Data frames that you include in your package should follow the general schema above where the documentation page has the following attributes:

  • An informative title describing the object.

  • A @source tag describing where the data was found.

  • A @format tag which describes the data in each column of the data frame.

  • And then finally a string with the name of the object.
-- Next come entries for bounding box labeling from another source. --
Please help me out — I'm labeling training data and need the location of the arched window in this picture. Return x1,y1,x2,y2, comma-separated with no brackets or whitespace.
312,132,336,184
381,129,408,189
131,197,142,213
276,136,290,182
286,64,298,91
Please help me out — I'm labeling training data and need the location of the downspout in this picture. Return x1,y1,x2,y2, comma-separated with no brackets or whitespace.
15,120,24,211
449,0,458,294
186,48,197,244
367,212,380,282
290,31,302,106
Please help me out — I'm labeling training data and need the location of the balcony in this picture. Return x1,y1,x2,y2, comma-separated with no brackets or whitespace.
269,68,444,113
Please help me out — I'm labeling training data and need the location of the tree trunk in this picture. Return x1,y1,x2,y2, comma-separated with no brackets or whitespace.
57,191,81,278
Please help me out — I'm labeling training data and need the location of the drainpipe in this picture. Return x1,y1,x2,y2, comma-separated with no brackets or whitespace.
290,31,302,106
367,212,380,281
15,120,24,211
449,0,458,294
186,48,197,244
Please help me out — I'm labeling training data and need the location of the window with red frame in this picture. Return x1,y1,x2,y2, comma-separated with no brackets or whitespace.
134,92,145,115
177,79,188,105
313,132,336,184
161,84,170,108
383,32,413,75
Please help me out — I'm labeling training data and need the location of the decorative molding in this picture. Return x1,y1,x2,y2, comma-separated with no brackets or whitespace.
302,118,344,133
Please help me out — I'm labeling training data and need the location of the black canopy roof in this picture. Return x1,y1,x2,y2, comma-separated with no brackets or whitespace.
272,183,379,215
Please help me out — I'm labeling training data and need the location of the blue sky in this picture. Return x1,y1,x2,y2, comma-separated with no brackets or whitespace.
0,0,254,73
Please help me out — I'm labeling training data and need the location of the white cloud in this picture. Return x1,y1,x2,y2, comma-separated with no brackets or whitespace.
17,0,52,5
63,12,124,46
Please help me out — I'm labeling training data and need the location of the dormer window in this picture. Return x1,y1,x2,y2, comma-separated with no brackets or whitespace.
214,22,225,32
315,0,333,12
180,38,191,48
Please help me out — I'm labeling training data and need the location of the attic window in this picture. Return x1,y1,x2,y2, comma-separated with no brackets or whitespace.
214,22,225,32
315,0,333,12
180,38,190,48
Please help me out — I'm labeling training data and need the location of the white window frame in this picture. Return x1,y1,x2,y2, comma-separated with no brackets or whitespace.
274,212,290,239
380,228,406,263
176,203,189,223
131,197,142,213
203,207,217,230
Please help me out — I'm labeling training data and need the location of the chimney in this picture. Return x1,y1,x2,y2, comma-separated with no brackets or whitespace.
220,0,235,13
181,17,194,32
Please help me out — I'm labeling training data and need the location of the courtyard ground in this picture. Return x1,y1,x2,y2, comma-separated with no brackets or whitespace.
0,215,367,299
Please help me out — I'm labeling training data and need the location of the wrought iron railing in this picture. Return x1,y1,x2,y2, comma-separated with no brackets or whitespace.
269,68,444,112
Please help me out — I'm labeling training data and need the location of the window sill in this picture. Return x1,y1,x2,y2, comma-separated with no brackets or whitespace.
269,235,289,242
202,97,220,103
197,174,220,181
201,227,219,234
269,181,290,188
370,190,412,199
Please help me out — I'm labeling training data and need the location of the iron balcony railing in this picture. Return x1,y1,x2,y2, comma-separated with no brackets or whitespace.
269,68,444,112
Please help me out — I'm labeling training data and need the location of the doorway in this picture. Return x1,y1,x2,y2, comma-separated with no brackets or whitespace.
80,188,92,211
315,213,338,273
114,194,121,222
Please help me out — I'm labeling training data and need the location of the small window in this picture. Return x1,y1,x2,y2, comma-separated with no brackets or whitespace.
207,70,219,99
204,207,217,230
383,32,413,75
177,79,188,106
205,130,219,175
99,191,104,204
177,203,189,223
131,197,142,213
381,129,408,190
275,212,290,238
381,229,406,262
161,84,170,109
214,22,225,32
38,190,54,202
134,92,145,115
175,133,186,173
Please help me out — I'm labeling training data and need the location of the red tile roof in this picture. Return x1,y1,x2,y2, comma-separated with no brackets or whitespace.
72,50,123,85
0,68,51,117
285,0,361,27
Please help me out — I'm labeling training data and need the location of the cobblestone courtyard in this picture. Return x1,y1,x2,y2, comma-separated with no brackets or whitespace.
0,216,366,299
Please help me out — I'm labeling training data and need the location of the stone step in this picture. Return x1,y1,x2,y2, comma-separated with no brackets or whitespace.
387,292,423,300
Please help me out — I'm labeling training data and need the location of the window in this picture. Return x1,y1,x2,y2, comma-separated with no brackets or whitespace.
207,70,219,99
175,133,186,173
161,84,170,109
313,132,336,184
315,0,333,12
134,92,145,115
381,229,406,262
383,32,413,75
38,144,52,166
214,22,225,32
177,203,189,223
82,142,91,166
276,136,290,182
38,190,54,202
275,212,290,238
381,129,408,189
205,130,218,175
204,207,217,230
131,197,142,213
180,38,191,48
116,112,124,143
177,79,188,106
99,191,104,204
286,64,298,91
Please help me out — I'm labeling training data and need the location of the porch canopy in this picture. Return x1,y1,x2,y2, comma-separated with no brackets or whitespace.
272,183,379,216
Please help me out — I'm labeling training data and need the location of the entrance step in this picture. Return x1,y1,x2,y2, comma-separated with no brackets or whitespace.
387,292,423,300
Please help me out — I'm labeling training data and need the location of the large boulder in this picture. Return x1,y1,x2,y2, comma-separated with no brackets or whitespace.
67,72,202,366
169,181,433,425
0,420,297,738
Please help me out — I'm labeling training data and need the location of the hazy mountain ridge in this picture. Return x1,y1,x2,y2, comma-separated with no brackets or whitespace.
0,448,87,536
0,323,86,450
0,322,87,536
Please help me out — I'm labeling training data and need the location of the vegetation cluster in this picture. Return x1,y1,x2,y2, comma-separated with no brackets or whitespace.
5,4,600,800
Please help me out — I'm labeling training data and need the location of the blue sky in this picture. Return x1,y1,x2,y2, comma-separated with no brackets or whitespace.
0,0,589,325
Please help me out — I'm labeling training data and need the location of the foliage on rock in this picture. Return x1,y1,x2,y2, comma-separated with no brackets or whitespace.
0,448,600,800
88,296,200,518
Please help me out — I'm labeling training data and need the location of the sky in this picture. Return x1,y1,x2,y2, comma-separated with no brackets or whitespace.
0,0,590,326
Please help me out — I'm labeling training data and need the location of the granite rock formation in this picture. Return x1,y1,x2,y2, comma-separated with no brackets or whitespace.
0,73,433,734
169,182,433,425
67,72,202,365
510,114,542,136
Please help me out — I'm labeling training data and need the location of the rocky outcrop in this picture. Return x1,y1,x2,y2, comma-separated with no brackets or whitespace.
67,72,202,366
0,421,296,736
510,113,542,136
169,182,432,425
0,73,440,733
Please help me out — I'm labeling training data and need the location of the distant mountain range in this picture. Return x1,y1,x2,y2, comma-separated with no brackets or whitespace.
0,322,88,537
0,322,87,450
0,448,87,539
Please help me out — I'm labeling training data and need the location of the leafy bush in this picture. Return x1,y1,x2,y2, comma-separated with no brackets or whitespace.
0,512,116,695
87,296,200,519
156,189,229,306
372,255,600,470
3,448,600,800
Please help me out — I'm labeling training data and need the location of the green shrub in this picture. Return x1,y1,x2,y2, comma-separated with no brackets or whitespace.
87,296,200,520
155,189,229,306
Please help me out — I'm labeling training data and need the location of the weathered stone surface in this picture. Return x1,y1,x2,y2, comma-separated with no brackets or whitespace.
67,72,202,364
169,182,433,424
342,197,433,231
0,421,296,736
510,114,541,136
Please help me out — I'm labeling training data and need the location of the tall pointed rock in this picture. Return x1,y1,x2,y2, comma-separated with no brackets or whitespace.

The minimap package also includes a few vectors. Let’s look at the documentation for mexico_abb:

1#' Postal Abbreviations for Mexico
2#'
3#' @examples
4#' \dontrun{
5#'  mexico_abb
6#' }
7"mexico_abb"

You should always include a title for a description of a vector or any other object. If you need to elaborate on the details of a vector you can include a description in the documentation or a @source tag. Just like with data frames the documentation for a vector should end with a string containing the name of the object.

Raw Data

A common task for R packages is to take raw data from files and to import them into R objects so that they can be analyzed. You might want to include some sample raw data files so you can show different methods and options for importing the data. To include raw data files in your package you should create a directory under inst/extdata in your R package. If you stored a data file in this directory called response.json in inst/extdata and your package is named mypackage then a user could access the path to this file with system.file("extdata", "response.json", package = "mypackage"). Include that line of code in the documentation to your package so that your users know how to access the raw data file.

Internal Data

Functions in your package may need to have access to data that you don’t want your users to be able to access. For example the swirl package contains translations for menu items into languages other than English, however that data has nothing to do with the purpose of the swirl package and so it’s hidden from the user. To add internal data to your package you can use the use_data() function from devtools, however you must specify the internal = TRUE argument. All of the objects you pass to use_data(..., internal = TRUE) can be referenced by the same name within your R package. All of these objects will be saved to one file called R/sysdata.rda.